The OpenShift subscription model allows customers to run various core infrastructure components at no additional charge. In other words, a node that is only running core OpenShift infrastructure components is not counted in terms of the total number of subscriptions required to cover the environment.
OpenShift components that fall into the infrastructure categorization include:
- kubernetes and OpenShift control plane services ("masters")
- router
- container image registry
- cluster metrics collection ("monitoring")
- cluster aggregated logging
- service brokers
Any node running a container/pod/component not described above is considered a worker and must be covered by a subscription.
The documentation covers creating infrastructure machinesets. It also goes into detail on moving various OpenShift infrastructure components. Take a look at all of the documentation and then come back here to look at the various notes and suggestions before you try anything.
The following scriptlet assumes you have an AWS region called us-east-1e
and will build and create an infra MachineSet
for you with 3 replicas. It
requires the jq
program be installed.
export REGION=us-east-1e
export NAME="infra-$REGION"
oc get machineset -n openshift-machine-api -o json\
| jq '.items[0]'\
| jq '.metadata.name=env["NAME"]'\
| jq '.spec.selector.matchLabels."machine.openshift.io/cluster-api-machineset"=env["NAME"]'\
| jq '.spec.template.metadata.labels."machine.openshift.io/cluster-api-machineset"=env["NAME"]'\
| jq '.spec.template.spec.metadata.labels."node-role.kubernetes.io/infra"=""'\
| jq 'del (.metadata.annotations)'\
| jq '.spec.replicas=3'\
| oc create -f -
In a realistic production deployment, you would want at least 3 MachineSets
to hold infrastructure components. Both the logging aggregation solution and
the service mesh will deploy ElasticSearch, and ElasticSearch really needs 3
instances spread across 3 discrete nodes. Why 3 MachineSets
? Well, in
theory, having a MachineSet
in different AZs ensures that you don't go
completely dark if AWS loses an AZ.
For testing purposes, you could just scale a single infra MachineSet
to 3
replicas.
If you do want to create multiple MachineSets
you can simply modify the
scriptlet above for whichever regions you want.

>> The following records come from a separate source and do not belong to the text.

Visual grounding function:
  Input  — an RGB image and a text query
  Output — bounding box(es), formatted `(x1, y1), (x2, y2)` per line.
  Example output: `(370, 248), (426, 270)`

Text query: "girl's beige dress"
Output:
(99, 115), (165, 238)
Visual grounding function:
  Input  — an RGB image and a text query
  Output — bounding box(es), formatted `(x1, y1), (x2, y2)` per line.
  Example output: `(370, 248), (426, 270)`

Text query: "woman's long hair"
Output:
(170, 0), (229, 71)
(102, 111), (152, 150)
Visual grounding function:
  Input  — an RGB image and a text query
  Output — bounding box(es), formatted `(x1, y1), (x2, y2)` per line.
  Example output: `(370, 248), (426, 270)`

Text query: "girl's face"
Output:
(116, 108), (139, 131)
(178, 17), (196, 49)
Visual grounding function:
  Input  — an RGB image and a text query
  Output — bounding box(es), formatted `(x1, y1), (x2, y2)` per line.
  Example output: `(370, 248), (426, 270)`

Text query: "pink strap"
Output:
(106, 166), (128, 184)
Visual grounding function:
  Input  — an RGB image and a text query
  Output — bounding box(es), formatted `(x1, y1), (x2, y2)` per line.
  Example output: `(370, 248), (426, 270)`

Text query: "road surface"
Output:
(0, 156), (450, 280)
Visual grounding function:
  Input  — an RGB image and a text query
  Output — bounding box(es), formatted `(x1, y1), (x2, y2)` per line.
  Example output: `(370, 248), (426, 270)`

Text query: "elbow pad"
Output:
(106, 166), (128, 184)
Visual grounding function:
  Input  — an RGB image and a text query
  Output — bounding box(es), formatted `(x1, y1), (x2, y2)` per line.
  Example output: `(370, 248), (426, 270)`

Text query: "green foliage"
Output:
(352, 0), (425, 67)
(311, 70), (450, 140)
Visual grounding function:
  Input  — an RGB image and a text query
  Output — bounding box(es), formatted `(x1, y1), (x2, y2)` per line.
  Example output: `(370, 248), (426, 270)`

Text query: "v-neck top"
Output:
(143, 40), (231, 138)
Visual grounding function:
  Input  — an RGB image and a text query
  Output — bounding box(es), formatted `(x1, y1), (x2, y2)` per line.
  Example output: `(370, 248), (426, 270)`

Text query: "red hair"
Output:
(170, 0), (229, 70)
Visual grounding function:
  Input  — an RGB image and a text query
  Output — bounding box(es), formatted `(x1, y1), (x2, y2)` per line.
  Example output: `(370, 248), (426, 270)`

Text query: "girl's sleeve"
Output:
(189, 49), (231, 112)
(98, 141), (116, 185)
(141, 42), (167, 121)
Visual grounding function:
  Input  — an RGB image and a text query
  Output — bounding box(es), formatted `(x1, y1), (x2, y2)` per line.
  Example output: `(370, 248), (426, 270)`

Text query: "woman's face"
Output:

In the openshift-machine-api
project are several Pods
. One of them has a
name of clusterapi-manager-controllers-....
. If you use oc logs
on the
various containers in that Pod
, you will see the various operator bits that
actually make the nodes come into existence.
The actual moving of the pod is currently not working. You can track the progress here:
https://bugzilla.redhat.com/show_bug.cgi?id=1683761 https://bugzilla.redhat.com/show_bug.cgi?id=1683762 https://bugzilla.redhat.com/show_bug.cgi?id=1683763
The docs incorrectly say that the Monitoring solution cannot be modified. This is tracked in https://bugzilla.redhat.com/show_bug.cgi?id=1688487
The Cluster Monitoring operator is responsible for deploying and managing the
state of the Prometheus+Grafana+AlertManager cluster monitoring stack. It is
installed by default during the initial cluster installation. Its operator
uses a ConfigMap
in the openshift-monitoring
project to set various
tunables and settings for the behavior of the monitoring stack.
Take a look at the following file:
https://github.com/openshift/training/blob/master/assets/cluster-monitoring-configmap.yaml
It contains the definition for a ConfigMap
that will cause the monitoring
solution to be redeployed onto infrastructure nodes. There is no ConfigMap
created as part of the installation. Without one, the operator will assume
default settings:
oc get configmap cluster-monitoring-config -n openshift-monitoring
The operator will, in turn, create several ConfigMap
objects for the
various monitoring stack components, and you can see them, too:
oc get configmap -n openshift-monitoring
You can create the new monitoring config with the following command:
oc create -f https://raw.githubusercontent.com/openshift/training/master/assets/cluster-monitoring-configmap.yaml
Then, you can do something like watch 'oc get pod -n openshift-monitoring'
or oc get pod -w -n openshift-monitoring
to watch the operator cause the
various pods to be redeployed.
Logging is handled in its own document, installing and configuring log aggregation. The installation and configuration of logging uses the Operator Lifecycle Manager, so you may want to go through the section on extensions to your cluster first.
The configuring authentication section describes how to configure htpasswd-based auth for your cluster.